Posted to dev@nutch.apache.org by Matt Kangas <ka...@gmail.com> on 2006/01/06 18:11:29 UTC
creating MapFiles from unsorted data?
Hi folks,
I'm in the process of cleaning up my WhitelistURLFilter (NUTCH-87 on
JIRA), and I've got a question about working with
org.apache.nutch.io.MapFile.
I am parsing a textfile with one key/value pair per line. I want to
write this into a new MapFile. MapFile.Writer requires keys to be
added strictly in-order, so currently I:
- read the textfile into an ArrayList
- sort (in RAM)
- write the MapFile
Clearly this won't scale for a large textfile, so I'm changing it to
use as temporary SequenceFile instead. Then I'll sort the
SequenceFile, and copy item-by-item into the MapFile.
While I'm doing this, I'm wondering if there isn't a way to avoid the
2nd copy.
Is there a way to create a MapFile from an already-sorted
SequenceFile? Or, create an unsorted "data" file, sort it, then add
the "index"? I didn't see anything in MapFile.* to permit this, but
I'm probably missing something.
--Matt
--
Matt Kangas / kangas@gmail.com
Re: creating MapFiles from unsorted data?
Posted by Matt Kangas <ka...@gmail.com>.
Thanks for the quick feedback! I'll use the existing facilities to
finish NUTCH-87 for now. There's a good chance that I'll need to do
more stuff like this soon, 'tho, and if so, I'll consider patching
MapFile.
--Matt
On Jan 6, 2006, at 2:12 PM, Doug Cutting wrote:
> Matt Kangas wrote:
>> Clearly this won't scale for a large textfile, so I'm changing it
>> to use as temporary SequenceFile instead. Then I'll sort the
>> SequenceFile, and copy item-by-item into the MapFile.
>> While I'm doing this, I'm wondering if there isn't a way to avoid
>> the 2nd copy.
>
> No, not presently. So the cost of sorting becomes n*(log(n)+1),
> which is to say, the 2nd copy will slow things, but not hugely.
>
>> Is there a way to create a MapFile from an already-sorted
>> SequenceFile?
>
> No, but it wouldn't be too hard to add one.
>
>> Or, create an unsorted "data" file, sort it, then add the "index"?
>
> Right, that's the way I'd implement sorted-SequenceFile ->
> Mapfile. So MapFile might get a new public static method that:
> 1. Moves a sorted SequenceFile to <File>/data; and
> 2. Creates an index file in <File>/index.
>
> Note that this would still have to read the entire SequenceFile, so
> all that's saved is re-writing it.
>
> Doug
--
Matt Kangas / kangas@gmail.com
Re: creating MapFiles from unsorted data?

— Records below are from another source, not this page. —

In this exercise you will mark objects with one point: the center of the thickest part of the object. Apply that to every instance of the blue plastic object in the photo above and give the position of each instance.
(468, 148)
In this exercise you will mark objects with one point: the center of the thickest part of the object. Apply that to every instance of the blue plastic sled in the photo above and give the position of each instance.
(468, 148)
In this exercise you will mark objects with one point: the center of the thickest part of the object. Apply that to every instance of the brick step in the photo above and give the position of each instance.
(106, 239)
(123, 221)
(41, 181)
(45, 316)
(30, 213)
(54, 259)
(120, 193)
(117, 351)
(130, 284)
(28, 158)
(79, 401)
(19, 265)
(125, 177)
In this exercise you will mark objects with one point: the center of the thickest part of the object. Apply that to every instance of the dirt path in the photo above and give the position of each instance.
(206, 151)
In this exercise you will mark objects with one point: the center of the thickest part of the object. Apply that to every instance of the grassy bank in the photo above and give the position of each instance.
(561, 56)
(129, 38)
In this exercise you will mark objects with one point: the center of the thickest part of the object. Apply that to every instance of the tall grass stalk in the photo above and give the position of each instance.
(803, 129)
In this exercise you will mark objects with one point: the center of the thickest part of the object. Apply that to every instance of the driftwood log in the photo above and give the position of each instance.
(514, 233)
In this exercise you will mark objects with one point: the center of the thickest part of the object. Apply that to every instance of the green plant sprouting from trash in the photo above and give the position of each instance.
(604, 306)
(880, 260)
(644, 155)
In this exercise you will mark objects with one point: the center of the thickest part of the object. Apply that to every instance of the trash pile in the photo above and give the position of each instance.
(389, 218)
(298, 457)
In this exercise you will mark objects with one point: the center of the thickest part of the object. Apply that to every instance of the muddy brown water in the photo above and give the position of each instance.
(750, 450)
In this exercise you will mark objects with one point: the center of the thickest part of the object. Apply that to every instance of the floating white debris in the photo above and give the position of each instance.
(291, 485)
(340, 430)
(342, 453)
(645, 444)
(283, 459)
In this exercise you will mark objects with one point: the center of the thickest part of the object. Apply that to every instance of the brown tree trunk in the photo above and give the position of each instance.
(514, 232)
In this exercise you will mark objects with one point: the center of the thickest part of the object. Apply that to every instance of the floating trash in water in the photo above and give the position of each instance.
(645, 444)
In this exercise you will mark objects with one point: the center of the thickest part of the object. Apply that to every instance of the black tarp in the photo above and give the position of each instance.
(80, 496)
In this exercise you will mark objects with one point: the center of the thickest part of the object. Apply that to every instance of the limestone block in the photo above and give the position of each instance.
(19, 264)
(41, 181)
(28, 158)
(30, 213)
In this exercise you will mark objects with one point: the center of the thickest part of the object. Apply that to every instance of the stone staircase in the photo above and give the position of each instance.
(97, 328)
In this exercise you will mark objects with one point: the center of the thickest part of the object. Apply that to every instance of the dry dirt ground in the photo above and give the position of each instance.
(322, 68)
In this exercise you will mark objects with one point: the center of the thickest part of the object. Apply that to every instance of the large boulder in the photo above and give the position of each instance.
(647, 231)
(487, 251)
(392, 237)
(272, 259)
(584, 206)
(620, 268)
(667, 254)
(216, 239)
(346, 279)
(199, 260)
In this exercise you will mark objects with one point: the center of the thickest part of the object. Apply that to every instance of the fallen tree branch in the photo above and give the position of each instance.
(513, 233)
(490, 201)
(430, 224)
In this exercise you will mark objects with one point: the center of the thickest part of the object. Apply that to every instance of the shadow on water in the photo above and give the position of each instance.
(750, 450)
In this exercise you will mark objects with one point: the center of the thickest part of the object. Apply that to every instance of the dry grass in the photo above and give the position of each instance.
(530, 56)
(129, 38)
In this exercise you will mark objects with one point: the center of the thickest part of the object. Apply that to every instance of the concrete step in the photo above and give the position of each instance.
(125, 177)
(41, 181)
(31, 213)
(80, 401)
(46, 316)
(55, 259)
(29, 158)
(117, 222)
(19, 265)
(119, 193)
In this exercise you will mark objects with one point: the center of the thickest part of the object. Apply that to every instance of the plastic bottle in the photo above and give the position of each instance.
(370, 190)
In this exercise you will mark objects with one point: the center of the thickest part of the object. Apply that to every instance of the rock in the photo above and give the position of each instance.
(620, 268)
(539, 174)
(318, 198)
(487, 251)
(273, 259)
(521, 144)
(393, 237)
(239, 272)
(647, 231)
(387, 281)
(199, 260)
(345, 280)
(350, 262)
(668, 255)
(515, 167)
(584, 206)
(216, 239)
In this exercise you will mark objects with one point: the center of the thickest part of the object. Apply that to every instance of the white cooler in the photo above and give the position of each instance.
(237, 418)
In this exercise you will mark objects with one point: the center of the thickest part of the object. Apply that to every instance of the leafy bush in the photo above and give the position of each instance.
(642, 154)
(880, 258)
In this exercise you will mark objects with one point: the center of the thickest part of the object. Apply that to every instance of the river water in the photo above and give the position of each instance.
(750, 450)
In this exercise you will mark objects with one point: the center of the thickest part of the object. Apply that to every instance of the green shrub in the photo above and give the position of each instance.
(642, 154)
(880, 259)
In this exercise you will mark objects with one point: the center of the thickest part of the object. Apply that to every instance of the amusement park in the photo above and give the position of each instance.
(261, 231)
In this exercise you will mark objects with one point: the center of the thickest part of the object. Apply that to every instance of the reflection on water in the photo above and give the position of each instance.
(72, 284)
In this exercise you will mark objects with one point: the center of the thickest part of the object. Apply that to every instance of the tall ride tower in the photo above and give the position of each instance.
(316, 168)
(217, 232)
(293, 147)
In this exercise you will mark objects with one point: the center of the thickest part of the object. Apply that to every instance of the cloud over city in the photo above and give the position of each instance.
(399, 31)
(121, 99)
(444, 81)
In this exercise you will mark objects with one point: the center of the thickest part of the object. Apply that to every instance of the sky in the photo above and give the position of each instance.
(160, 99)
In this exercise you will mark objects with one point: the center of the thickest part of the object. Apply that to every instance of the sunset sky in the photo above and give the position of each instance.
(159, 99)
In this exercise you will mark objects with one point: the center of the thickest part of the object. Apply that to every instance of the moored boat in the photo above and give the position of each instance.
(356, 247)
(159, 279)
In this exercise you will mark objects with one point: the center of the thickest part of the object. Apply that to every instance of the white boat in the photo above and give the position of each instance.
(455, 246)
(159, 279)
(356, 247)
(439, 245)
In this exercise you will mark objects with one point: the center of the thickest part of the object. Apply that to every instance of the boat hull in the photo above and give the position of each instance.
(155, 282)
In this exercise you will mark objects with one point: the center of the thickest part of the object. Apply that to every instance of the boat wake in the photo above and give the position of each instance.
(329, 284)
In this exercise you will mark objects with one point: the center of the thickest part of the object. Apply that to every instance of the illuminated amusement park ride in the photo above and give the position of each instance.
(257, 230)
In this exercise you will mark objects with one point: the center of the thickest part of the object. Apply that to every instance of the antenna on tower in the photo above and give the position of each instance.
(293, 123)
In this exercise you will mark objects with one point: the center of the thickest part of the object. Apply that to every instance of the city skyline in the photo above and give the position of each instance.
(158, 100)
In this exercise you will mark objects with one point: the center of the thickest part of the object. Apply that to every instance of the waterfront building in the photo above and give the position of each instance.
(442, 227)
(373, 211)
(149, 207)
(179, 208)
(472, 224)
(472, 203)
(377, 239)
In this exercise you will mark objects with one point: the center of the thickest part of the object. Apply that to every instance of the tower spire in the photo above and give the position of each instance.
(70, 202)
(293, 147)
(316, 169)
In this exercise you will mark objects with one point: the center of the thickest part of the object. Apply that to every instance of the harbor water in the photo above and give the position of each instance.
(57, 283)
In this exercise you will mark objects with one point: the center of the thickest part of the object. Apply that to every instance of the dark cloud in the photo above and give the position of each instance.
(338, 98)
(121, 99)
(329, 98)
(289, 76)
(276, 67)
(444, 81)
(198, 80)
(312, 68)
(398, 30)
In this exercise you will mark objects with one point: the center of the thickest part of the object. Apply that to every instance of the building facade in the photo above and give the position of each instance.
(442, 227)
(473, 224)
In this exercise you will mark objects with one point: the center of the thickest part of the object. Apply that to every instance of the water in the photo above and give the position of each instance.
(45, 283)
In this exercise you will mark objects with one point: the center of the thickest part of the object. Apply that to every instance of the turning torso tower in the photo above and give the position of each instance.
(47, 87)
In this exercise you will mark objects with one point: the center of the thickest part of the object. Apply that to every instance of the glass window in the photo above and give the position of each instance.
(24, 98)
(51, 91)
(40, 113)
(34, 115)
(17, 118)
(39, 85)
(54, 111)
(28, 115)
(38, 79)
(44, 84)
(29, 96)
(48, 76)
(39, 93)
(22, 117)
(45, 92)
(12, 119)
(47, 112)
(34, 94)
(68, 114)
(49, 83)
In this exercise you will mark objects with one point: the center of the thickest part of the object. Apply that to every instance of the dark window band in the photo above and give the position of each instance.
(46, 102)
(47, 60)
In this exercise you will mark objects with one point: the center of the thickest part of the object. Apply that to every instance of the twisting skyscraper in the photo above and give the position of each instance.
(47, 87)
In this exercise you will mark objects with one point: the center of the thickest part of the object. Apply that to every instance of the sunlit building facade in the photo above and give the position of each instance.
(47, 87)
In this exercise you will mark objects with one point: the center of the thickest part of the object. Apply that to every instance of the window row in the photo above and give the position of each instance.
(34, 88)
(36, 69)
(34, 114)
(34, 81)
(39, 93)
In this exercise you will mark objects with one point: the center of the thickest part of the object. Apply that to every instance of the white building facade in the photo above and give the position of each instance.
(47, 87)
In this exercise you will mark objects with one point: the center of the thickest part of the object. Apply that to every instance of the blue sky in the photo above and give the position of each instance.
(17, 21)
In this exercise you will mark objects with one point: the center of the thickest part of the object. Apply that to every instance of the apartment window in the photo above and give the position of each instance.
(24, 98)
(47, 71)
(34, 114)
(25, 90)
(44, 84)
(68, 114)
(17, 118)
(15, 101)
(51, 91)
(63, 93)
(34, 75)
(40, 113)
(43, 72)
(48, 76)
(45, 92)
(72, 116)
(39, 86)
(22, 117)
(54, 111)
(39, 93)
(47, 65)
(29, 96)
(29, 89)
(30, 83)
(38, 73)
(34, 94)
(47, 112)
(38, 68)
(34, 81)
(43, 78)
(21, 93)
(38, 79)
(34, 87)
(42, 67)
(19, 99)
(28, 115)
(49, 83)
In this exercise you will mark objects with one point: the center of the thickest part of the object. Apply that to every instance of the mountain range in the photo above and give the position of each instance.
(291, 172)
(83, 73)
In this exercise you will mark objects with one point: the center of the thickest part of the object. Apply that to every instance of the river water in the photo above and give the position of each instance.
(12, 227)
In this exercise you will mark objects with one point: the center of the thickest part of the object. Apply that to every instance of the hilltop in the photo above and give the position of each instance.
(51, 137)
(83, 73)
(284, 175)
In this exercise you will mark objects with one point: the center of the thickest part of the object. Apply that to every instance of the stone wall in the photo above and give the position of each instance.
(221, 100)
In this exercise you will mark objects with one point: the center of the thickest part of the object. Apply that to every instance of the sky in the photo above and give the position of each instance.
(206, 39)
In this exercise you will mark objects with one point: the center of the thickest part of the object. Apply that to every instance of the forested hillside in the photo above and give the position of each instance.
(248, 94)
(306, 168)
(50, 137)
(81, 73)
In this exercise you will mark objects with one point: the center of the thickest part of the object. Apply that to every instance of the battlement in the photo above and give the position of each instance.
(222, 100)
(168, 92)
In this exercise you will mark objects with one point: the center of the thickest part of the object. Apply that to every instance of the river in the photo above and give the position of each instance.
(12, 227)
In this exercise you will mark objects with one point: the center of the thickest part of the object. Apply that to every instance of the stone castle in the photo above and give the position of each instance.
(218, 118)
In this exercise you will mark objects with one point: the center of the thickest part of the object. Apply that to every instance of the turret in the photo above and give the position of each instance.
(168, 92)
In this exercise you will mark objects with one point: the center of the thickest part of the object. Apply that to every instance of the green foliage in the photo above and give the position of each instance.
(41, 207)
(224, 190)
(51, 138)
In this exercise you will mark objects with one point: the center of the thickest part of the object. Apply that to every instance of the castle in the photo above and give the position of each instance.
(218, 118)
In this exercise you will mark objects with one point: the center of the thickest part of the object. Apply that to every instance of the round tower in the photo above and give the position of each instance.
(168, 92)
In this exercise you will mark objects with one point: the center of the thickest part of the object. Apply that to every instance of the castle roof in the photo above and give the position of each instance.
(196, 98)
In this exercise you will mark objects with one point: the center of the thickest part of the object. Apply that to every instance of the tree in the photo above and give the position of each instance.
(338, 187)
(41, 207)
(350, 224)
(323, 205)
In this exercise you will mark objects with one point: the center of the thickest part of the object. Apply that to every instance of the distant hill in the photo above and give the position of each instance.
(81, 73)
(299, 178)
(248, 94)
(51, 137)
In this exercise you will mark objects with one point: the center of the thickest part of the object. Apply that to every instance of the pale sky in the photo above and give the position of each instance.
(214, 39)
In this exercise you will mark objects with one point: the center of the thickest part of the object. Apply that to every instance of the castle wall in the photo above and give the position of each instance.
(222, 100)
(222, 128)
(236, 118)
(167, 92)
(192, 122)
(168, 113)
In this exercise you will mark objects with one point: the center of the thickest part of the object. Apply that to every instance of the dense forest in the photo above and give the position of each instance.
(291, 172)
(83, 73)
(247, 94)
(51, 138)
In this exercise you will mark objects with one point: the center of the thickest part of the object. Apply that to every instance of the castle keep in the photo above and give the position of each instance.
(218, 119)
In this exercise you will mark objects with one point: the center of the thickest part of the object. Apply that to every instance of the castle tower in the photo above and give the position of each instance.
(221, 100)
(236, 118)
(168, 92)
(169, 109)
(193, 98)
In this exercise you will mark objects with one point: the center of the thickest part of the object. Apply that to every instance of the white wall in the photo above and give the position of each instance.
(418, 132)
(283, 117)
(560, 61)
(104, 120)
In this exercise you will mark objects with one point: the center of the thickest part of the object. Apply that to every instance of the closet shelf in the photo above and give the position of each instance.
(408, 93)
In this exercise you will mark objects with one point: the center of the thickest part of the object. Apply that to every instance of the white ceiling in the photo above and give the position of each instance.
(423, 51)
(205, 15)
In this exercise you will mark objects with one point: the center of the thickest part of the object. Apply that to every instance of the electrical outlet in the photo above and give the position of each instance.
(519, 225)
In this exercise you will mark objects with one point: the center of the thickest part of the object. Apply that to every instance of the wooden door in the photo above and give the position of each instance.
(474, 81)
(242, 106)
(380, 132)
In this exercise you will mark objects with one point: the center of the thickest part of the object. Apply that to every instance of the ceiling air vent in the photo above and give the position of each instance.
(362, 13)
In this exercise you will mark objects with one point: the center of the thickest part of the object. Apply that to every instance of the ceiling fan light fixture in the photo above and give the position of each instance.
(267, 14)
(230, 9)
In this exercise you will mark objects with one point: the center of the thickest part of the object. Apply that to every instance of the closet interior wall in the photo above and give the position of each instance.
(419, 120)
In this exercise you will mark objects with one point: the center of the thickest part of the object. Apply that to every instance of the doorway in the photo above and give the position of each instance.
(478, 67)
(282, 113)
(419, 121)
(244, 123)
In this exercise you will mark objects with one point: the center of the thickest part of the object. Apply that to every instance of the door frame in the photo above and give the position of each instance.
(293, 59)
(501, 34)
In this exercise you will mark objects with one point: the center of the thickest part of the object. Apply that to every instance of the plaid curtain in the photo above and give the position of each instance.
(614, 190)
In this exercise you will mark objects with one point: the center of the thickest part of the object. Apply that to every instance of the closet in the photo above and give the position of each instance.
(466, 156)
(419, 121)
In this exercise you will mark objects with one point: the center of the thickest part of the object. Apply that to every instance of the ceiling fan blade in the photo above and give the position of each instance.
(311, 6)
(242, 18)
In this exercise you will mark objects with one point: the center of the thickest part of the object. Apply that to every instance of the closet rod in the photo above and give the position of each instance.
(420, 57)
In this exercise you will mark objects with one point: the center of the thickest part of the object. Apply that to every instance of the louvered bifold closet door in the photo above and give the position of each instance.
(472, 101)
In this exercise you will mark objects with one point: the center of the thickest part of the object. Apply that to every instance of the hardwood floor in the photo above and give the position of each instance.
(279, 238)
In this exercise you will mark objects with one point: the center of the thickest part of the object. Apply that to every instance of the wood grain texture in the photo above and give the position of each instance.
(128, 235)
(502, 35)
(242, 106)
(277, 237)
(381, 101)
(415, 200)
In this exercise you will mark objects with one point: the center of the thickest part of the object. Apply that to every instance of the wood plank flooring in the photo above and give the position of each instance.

Posted by Doug Cutting <cu...@nutch.org>.
Matt Kangas wrote:
> Clearly this won't scale for a large textfile, so I'm changing it to
> use as temporary SequenceFile instead. Then I'll sort the SequenceFile,
> and copy item-by-item into the MapFile.
>
> While I'm doing this, I'm wondering if there isn't a way to avoid the
> 2nd copy.
No, not presently. So the cost of sorting becomes n*(log(n)+1), which
is to say, the 2nd copy will slow things, but not hugely.
> Is there a way to create a MapFile from an already-sorted SequenceFile?
No, but it wouldn't be too hard to add one.
> Or, create an unsorted "data" file, sort it, then add the "index"?
Right, that's the way I'd implement sorted-SequenceFile -> Mapfile. So
MapFile might get a new public static method that:
1. Moves a sorted SequenceFile to <File>/data; and
2. Creates an index file in <File>/index.
Note that this would still have to read the entire SequenceFile, so all
that's saved is re-writing it.
Doug